We need to lay down this weapon and face our disagreements in a constructive way. Outwit the silent treatment with "House Rules for Arguments." It will teach you how to communicate better in your relationship.

1. Change your focus.

To outwit the silent treatment, forget the content and observe the process. Pay less attention to what's being said, and more attention to your communication pattern.

The process is what needs to change — immediately. Talk with your partner about the silent treatment process when you are NOT in it. Honestly discuss what you each need to do when tempers flare. Do you need time and space to process things? Does your partner feel rejected or abandoned when he or she is left alone? As you work to understand yourself and your partner, you'll be able to negotiate the change you need.

2. Agree to create something new.

Thinking about change, agree to create your very own House Rules for Arguments. These rules will govern each person's behavior — just like ring rules control a boxer's behavior. They'll exclude what is harmful to the relationship and include what is necessary for your emotional and physical safety.

3. Make silence golden.

So ideally your House Rules won't allow the silent treatment. But if you do think some quiet time will help, I encourage you to allow a time-out in order to calm down before blowing up.

If you're not calm enough after X-minutes, check in with your partner and take another X-minute time-out.
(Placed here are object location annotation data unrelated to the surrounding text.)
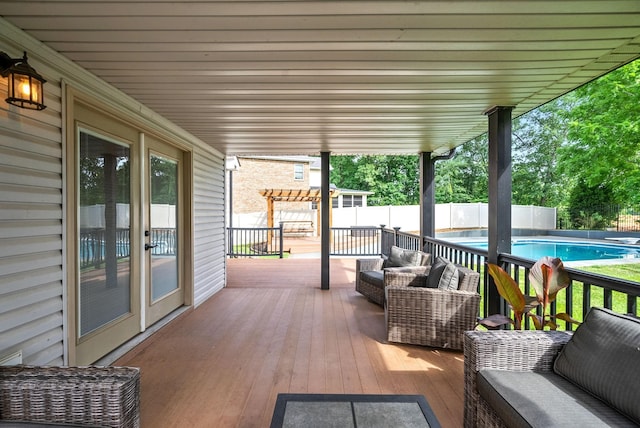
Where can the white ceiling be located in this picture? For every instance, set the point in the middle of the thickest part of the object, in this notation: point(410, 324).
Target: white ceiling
point(300, 77)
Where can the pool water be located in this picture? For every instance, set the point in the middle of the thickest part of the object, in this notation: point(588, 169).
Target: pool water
point(565, 250)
These time-outs are for gaining self-control — not for punishing anyone. Agree on the lengths of your individual time-outs. You might need 10 minutes, your partner might need 30.
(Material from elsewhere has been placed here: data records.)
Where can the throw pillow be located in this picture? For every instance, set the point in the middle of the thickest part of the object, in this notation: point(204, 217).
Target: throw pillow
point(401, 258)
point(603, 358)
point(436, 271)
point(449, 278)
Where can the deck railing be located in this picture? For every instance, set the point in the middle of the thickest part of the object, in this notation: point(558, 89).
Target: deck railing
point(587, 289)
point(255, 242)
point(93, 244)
Answer these questions individually:

  • What is OK for me to do during an argument?
  • What is off-limits for me to do during an argument?
  • What is OK for my partner to do during an argument?
  • What is off-limits for my partner to do during an argument?

4. Negotiate your House Rules.

Meet to discuss your unique answers and negotiate what will be acceptable and unacceptable for each of you. Listen to what your partner wants, and think about what you can each tolerate. Remember to nix the silent treatment and add a golden time-out.

5. Live by the House Rules.

Make sure you each leave this conversation knowing what is and is not acceptable for you. These are your House Rules for Arguments, and they will help you outwit the silent treatment. Your job is to abide by the House Rules that apply to you — even if your partner totally messes up.

Someone needs to lead by example in this relationship. Let it be you.